Background: Quantifying patients' preferences for health outcomes associated with atrial fibrillation (AF) and its treatments offers a replicable approach to considering the patient perspective in regulatory decision-making.

Objective: The authors conducted a preference survey to estimate the relative importance of AF-related events for use in clinical trial analyses to estimate net health benefits with anticoagulants.

Methods: The survey included nontechnical descriptions of three severities of stroke, systemic embolism, myocardial infarction (MI) with or without subsequent heart failure (HF), major bleeding, clinically relevant nonmajor bleeding, and death. A best-worst scaling question format was used in which patients were shown 10 sets of four events and asked to select what they considered to be most and least serious.

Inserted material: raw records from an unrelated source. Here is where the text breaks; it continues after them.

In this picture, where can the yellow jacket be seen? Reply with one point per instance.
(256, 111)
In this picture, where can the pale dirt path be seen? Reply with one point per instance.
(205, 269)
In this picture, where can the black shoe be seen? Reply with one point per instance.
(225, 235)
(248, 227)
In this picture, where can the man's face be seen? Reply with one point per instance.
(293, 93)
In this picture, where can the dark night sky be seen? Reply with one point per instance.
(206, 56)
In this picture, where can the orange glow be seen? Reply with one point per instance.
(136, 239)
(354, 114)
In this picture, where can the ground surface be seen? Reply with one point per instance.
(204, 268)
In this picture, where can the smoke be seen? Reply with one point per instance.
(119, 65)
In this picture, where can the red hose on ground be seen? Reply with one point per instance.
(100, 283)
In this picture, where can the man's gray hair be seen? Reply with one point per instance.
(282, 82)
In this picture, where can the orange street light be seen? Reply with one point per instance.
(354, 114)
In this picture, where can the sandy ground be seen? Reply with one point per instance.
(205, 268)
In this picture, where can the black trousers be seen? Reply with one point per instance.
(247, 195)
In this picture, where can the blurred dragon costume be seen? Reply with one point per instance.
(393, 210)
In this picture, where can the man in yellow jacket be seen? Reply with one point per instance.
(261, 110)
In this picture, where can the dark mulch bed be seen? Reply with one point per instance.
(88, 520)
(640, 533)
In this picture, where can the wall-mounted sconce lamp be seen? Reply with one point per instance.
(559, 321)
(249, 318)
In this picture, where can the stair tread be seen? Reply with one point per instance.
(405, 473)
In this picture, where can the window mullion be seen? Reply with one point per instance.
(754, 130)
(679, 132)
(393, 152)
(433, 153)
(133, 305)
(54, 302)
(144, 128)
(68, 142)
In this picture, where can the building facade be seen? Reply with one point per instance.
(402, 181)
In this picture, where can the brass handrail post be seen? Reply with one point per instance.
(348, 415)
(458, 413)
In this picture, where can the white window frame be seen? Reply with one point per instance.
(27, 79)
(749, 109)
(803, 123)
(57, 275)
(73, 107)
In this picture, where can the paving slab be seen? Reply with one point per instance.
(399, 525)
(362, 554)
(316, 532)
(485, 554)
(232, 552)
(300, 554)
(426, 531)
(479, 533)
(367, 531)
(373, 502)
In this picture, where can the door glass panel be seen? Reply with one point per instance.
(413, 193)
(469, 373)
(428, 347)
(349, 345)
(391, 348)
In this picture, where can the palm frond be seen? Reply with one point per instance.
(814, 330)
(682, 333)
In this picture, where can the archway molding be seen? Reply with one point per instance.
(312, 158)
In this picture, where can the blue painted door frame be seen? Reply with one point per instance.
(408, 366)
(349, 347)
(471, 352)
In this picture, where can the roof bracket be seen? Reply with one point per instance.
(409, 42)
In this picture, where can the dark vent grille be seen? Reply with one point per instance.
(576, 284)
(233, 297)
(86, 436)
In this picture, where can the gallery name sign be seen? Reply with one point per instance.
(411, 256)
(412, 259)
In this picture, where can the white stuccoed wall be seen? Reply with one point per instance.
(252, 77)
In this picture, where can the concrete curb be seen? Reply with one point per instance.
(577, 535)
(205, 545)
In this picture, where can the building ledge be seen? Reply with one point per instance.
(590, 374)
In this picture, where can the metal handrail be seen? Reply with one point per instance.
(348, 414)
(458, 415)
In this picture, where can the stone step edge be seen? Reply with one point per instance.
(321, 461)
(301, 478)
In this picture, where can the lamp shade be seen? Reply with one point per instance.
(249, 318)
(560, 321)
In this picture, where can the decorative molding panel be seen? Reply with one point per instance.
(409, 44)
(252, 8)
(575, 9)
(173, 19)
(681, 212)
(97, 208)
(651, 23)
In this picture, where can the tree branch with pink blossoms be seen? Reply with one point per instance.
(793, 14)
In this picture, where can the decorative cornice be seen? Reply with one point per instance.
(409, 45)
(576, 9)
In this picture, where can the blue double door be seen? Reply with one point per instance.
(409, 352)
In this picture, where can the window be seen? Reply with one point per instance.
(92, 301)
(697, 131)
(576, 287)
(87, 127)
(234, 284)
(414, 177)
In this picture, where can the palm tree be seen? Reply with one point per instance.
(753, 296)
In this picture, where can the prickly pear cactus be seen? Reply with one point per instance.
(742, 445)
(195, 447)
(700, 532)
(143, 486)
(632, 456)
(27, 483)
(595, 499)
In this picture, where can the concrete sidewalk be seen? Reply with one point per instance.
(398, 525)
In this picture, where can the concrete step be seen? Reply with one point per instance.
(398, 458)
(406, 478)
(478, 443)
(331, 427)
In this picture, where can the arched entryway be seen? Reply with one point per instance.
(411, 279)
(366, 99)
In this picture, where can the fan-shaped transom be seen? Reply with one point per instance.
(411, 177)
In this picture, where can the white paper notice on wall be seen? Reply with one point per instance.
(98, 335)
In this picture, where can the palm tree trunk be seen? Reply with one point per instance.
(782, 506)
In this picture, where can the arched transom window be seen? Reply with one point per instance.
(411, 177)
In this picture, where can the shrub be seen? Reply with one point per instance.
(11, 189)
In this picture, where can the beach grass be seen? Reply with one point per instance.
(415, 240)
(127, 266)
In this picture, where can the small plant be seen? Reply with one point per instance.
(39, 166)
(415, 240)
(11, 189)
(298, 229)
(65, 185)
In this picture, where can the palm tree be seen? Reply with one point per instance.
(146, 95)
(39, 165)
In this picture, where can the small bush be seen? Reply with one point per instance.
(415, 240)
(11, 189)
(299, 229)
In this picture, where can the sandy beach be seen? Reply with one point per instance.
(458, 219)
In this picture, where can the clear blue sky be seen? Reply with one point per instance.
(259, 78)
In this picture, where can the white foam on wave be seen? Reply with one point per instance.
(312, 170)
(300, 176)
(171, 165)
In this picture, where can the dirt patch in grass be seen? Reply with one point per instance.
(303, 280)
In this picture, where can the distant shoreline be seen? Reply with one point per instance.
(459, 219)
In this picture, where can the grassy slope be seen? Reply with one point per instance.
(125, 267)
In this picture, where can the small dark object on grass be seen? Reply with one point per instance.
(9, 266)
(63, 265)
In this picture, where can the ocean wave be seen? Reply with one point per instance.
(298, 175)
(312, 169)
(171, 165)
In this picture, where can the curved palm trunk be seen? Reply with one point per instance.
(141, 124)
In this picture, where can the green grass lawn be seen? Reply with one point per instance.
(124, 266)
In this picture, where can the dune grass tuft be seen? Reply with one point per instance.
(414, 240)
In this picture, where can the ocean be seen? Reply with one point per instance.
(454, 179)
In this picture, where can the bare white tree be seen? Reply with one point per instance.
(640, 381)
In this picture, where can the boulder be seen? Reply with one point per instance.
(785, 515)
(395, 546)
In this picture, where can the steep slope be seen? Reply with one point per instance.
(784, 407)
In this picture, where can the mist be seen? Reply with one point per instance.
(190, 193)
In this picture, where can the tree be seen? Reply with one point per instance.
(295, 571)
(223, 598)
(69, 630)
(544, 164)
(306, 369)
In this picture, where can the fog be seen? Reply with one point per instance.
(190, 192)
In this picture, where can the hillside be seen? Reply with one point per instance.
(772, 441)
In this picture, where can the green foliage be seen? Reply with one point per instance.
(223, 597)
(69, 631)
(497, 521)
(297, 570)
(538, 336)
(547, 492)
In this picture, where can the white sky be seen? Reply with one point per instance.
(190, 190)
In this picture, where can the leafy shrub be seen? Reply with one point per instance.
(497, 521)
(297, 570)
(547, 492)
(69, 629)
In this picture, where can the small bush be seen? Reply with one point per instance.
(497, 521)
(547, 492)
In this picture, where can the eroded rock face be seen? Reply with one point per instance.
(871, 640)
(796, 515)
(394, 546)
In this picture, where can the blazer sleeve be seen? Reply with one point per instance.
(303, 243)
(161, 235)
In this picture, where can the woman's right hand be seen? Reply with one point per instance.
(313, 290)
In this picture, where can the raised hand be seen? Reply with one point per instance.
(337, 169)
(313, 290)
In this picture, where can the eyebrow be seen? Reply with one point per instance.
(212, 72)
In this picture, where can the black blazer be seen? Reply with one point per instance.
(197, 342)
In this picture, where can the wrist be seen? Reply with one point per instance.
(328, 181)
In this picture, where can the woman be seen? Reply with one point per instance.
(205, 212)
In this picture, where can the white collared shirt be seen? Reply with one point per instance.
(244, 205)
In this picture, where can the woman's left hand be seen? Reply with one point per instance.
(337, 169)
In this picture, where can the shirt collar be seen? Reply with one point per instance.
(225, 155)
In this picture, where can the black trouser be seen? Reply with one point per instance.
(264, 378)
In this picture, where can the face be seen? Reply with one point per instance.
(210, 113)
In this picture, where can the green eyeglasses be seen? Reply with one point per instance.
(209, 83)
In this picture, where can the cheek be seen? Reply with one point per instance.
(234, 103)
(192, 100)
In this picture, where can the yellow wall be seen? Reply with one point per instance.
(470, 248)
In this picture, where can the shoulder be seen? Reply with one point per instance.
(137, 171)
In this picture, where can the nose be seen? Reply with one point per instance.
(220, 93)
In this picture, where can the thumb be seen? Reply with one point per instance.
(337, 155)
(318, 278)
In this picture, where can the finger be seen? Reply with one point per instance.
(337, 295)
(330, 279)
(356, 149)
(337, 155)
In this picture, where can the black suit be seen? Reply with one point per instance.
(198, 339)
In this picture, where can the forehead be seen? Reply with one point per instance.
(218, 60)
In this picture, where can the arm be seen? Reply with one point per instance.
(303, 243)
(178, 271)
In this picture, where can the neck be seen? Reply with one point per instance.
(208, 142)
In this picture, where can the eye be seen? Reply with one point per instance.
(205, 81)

Results: One thousand twenty-eight patients, mean age 69.2 years, 40.4% female, completed the survey. Best-worst scaling importance weights were significantly different across all events except between major bleeding and MI with HF. Death was considered the most serious (reweighted to 1), followed by severe disabling stroke (0.83), then major bleeding (0.53) or MI with HF (0.50), moderate-severity stroke (0.28) and systemic embolism (0.13). Clinically relevant nonmajor bleeding, MI without HF, and minor stroke (0.10, 0.06, and 0.04, respectively) were considered least serious. Events ordered by importance were consistent across age, sex, and race, but relative weights across events varied by sex and race.

Conclusions: Patients expressed relatively high levels of concern about major bleeding compared to moderate-severity stroke or systemic embolism, endpoints frequently used in AF trials. Estimated weights could be used in patient-centered net-benefit determinations for AF therapies.